The above describes our "naive" implementation Parallel Tempering. Please see Syed et al. [2] for a discussion of their more sophisticated algorithm. In particular, the authors do not take the inverse temperature schedule as given. Instead, we only assign a maximum inverse temperature, $N_K$ and the schedule is determined optimally to ensure mixing.
Testing for optimal mixing
Given a set of policies $\{N_l\}_{l =1}^{L}$, how can we be sure that this set of policies is drawn from the the distribution of optimal policies $\pi_\beta$? We propose the following test statistic
\[\hat{T} = \hat{W}_{\max} - \hat{W}_{\text{mean}} - \frac{\log n}{\beta}\]
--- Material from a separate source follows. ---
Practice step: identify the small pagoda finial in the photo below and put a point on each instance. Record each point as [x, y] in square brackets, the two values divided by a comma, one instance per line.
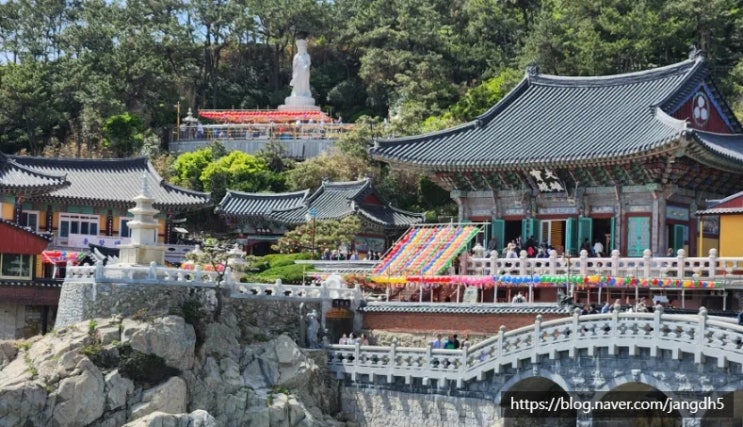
[145, 190]
[695, 54]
Where $\hat{W}_{\max}$ and $\hat{W}_{\text{mean}}$ are the maximum and mean values of the the welfare values from the observed set of policies, $\{W(N_l)\}_{l =1}^{L}$, respectively, $n$ represents the size of the state space (i.e. the number of different policies which can be selected), and $\beta$ is the inverse temperature associated with this set of draws.
Asymptotically, $\hat{T}$ is bounded above by the normal distribution of $\mathcal{N}\left(0, \frac{\sigma_\pi}{L}\right)$. Therefore, to test whether $\{N_l\}_{l =1}^{L}$ are drawn independently from $\pi_\beta$, we use the one-sided t-test based on
\[\frac{\hat{T}}{\hat{\sigma}_\pi / \sqrt{L - 1}}\]
where $\hat{\sigma}_\pi$ is the estimated standard deviation of welfare values.